We were at a clothing store, and instead of making me wait outside the dressing room, my mom just had me join her. I was so nervous and excited at the same time that I sat on the bench the whole time. She took off her shirt, and I got my first peek at her 36C breasts in along time (I checked her drawer once for the size). She was wearing a bra, but that didn't matter to me. She stood there for a second and looked at herself in the mirror. She even looked to me and asked if I thought she still looked beautiful. Of course I told her yes. I even jokingly told her she could model if she wanted. She laughed and picked up the shirt she was trying on. It was a tight shirt, and that was very apparent when she put it on. I had a hard time not trying to rub myself in front of her. I encouraged her into buying the shirt, and after stopping at the food court, we went home. When we got home, she went upstairs to put things away, and I joined her to chat. Now, this next part is all kind of a blur, and I still have no idea why I did this. When we got upstairs, I sat on the edge of her bed as she pulled the shirt out of the bag and walked over to her dresser. As she bent over to put it away, I silently tiptoed over to her. When she stood up and turned around, she was startled. Then without warning, I put my arms on her cheeks and pulled her in for a kiss. She didn't resist, but that might have been out of shock. And like I said, I have no idea why I did this. She was so startled, that she even allowed me to insert my tongue. After some time, I broke it off, then began to profusely apologize. I explained that I wasn't sure what happened, it was such a blur, bla, bla, bla. I think she bought it, as she didn't get mad. We sat on the bed and I just began to cry. She held me and pulled me against her chest, which didn't help much.
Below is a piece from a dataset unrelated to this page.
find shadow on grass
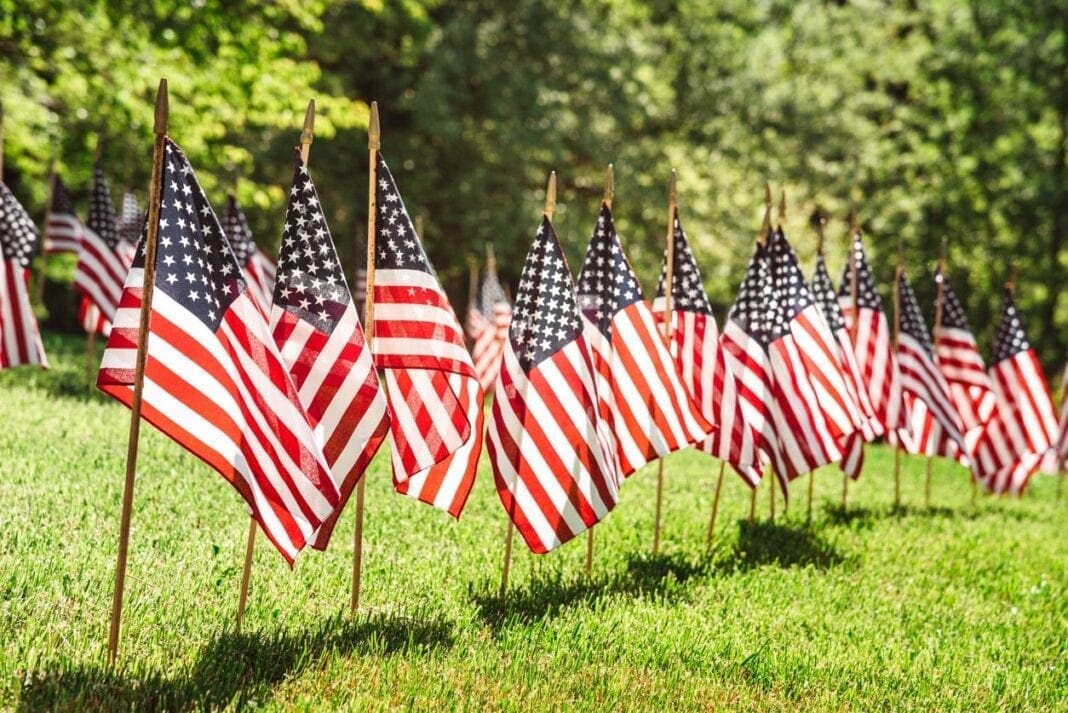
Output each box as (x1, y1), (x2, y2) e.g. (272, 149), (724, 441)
(469, 554), (711, 630)
(18, 615), (453, 711)
(722, 520), (845, 569)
We just sat there like this for a little while. She was rocking us a bit, and her chin was on the back of my neck. Her arms were wrapped around me, and my face was just above her left breast. Like I said, it didn't help much. In fact, it helped so little for the situation, that I couldn't help but reach up and feel her breasts. I felt her chin pull away from my neck as she slowly pushed me back up into and upright position. Then she gently grabbed my hand and pulled it away from her breast. I was just barely able to pinch her nipple as my hand left her body. I felt embarrassed, but at the same time, I could already feel something stirring inside. I began explaining everything. How I saw her at fourteen. How I feel in love with women. How it was because of that that I feel in love with her body. How I've been hiding it for all these years out of fear. After about half an hour of spilling my guts, she pulled me closer, careful to have me lean against her shoulder this time, and held me. I'm not sure how long this lasted, only that it ended when I put my hand down her pants. Only this time, she didn't remove my hand. She just closed her eyes as my hand explored. This fuelled me even further as I felt the lack of panties down below. This surprised me, and without thinking, I pushed in my index finger. I heard a slight moan as I did this, and I quickly pulled it out.